Sunday Sesh: Do the Splits with Nucleus and Macabra
Spend your Sunday getting weird with this new surprise split from Nucleus and Macabra.
Aren’t splits wonderful? Two (or three or four!) similar yet distinct bands coming together and offering up either unreleased tracks or brand new ones that offer a glimpse into a band’s evolution (or lack thereof). Sometimes, on the most joyous of occasions, we’ll even get a full length’s worth of material between the two bands. Each of these is the case for the new split between Nucleus and Macabra, and boy is it a bruiser.
Nucleus is a name that should be familiar to those around these parts as their debut, Sentient, was one of the better and more off kilter death metal albums released last year. I don’t think it’s a stretch to say that the three songs here are the band’s strongest to date. Each track varies wildly from the one that precedes it. Opener “Fragment” sees the band channeling their inner Timeghoul (I KNOW I’M SORRY, BUT IT’S THE APPROPRIATE COMPARISON HERE) as the winding riffs funnel into a strange harmony buried underneath almost chant like cleans, while “Assimilation” sees the band in full-on doom mode.
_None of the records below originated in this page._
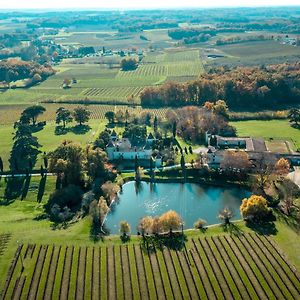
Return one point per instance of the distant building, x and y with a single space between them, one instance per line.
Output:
123 149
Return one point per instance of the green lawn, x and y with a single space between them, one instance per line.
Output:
48 139
276 129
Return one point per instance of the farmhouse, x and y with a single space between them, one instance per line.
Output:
126 149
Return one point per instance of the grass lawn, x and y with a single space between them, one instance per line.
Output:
276 129
48 139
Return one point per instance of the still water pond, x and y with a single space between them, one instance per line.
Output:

Their final song, “Beacon,” is more akin to Sentient than the two tracks before it, but that certainly isn’t a bad thing.
Macabra, on the other hand, is a band I was wholly unfamiliar with before this split, and that was evidently a mistake. For the Macabra half of the split, Mark Riddick brought THE RIFFS. I mean all of the riffs. All of them. “Breath Thief” alone has enough to fuel every shady black metal band that people “only listen to for the riffs” and then some. Now, said riffs are only so good without quality composition, and Macabra brings that too. The songs dance around a fair bit, never stay in one place for too long, and always keep you guessing just like any good death metal should.
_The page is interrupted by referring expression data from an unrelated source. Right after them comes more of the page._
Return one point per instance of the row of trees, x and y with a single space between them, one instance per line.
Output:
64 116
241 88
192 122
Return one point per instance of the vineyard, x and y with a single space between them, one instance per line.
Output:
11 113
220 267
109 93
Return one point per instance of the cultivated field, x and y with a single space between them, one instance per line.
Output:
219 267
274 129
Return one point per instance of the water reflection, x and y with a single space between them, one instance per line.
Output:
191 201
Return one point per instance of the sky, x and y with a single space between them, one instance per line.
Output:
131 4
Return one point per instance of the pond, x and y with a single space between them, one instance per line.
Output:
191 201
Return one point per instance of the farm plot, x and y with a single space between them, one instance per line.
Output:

If you like your death metal both spacey and freshly exhumed, then this is about as much of a sure thing as you’re ever going to get. I’ve had it on repeat pretty much non-stop since it popped up on Friday. Unfortunately it looks like it’s only available on Spotify and iTunes at the moment, but info on a bandcamp/physical release should be coming pretty quick.
In the meantime jam out if you can, check out that siqq Seagrave art as best you can (no high res screens yet), and let me know some of your favorite splits from this year in the comments.